The court then cited the principle that to establish a prescriptive easement, it is essential that the use and the claim of right be actually known by the owner of the servient estate or it must be so visible, open, or notorious as that knowledge of such use or claim will be presumed.
In the instant case, the trial judge evaluated the use in terms of its nature and frequency, and determined it was insufficient to establish a prescriptive easement. A review of the record does not reveal the evidence clearly preponderates against such a finding; therefore, the judgment should be sustained.
Since the majority opinion has found a prescriptive easement, there is another aspect which merits consideration. The asserted easement is a rough trail extending to plaintiff’s property, which is a parcel of 40 acres. Plaintiff is subdividing his acreage into 5 acre lots and has sold one of the parcels. The present trail, if it be deemed an easement, is burdened only with a use by a single owner for infrequent trips on foot or by horse to the dominant estate. This court has ruled the extent of an easement based on a prescriptive right is determined by its user, and once the character of the easement has been fixed no material change or enlargement of the right acquired can be made, if thereby a greater burden is placed on the servient estate.8 Furthermore, the partition of the dominant estate cannot create a further or additional easement across the servient estate, and an easement of way does not inure to the benefit of the owner of a parcel which, after the division, does not abut on the way. Where the resulting use will increase the burden upon the servient estate, the right to the easement will be extinguished.9

. Del Porto v. Nicolo, 27 Utah 2d 286, 288, 495 P.2d 811, 812 (1972).

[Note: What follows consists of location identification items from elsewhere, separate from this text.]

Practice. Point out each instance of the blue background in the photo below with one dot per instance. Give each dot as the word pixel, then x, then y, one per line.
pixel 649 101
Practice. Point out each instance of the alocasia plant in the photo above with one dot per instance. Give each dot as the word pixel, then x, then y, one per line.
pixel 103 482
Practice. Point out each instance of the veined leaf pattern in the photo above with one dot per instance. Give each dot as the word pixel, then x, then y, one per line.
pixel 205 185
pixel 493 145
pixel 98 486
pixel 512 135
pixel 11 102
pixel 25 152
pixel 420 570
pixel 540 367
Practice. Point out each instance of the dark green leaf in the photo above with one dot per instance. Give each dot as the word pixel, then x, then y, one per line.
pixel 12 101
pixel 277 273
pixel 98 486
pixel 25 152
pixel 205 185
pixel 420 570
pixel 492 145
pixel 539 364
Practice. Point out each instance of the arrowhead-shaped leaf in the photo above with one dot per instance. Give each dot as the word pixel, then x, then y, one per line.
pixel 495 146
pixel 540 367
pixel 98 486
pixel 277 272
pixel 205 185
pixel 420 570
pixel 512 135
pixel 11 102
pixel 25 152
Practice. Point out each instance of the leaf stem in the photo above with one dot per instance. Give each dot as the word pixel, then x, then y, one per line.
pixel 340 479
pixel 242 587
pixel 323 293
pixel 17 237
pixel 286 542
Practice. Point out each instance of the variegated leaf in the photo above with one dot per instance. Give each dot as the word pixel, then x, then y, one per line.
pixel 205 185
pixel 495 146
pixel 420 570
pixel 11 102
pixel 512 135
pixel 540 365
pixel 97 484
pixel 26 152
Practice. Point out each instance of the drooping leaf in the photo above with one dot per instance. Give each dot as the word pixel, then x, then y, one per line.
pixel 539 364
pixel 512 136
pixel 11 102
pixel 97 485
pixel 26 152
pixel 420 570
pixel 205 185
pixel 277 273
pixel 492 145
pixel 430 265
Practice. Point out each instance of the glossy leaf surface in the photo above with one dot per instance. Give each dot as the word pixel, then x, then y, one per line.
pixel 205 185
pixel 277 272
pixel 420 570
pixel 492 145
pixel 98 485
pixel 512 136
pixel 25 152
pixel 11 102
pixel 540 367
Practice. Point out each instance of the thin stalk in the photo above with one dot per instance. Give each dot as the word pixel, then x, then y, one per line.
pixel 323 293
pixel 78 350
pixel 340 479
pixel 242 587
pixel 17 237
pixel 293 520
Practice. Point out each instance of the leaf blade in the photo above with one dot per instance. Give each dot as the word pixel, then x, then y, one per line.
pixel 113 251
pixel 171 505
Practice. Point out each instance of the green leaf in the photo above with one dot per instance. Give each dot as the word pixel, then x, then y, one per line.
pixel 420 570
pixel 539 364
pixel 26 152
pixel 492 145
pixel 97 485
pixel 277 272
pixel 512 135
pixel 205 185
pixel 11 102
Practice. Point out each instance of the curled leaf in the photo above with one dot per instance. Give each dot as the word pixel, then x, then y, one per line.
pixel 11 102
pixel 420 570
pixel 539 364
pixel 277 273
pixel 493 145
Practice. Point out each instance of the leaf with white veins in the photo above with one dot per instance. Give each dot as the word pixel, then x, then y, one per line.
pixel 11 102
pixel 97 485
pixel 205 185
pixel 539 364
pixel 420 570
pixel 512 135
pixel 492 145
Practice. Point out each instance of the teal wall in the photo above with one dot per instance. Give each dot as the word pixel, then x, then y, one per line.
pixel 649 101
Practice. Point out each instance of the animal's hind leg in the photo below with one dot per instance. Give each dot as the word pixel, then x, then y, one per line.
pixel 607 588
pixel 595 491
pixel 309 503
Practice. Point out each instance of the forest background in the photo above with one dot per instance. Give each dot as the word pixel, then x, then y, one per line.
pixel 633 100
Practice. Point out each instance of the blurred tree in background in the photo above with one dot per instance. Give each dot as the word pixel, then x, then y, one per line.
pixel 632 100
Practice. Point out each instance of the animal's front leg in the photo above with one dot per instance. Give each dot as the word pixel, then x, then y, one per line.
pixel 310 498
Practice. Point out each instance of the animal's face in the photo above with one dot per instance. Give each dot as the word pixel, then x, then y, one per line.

. 105 Utah 93, 101, 141 P.2d 696 (1943).

. Also see 2 Thompson On Real Property (1961 Replacement) § 343, p. 229.

. Id. § 344, p. 238.

. Jensen v. Gerrard, 85 Utah 481, 487, 39 P.2d 1070, 1072 (1935).

. 2 Thompson On Real Property (1961 Replacement) § 344, p. 245; § 347, p. 274; 25 Am. Jur.2d, Easements and Licenses, § 56, pp. 464-465.

. 41 Misc.2d 266, 244 N.Y.S.2d 558, 563 (1962).

. Big Cottonwood Tanner Ditch Co. v. Moyle, 109 Utah 197, 200, 159 P.2d 596 (1945); Nielson v. Sandberg, 105 Utah 93, 103-104, 141 P.2d 696 (1943).

. Wood v. Ashby, 122 Utah 580, 586, 253 P.2d 351 (1952).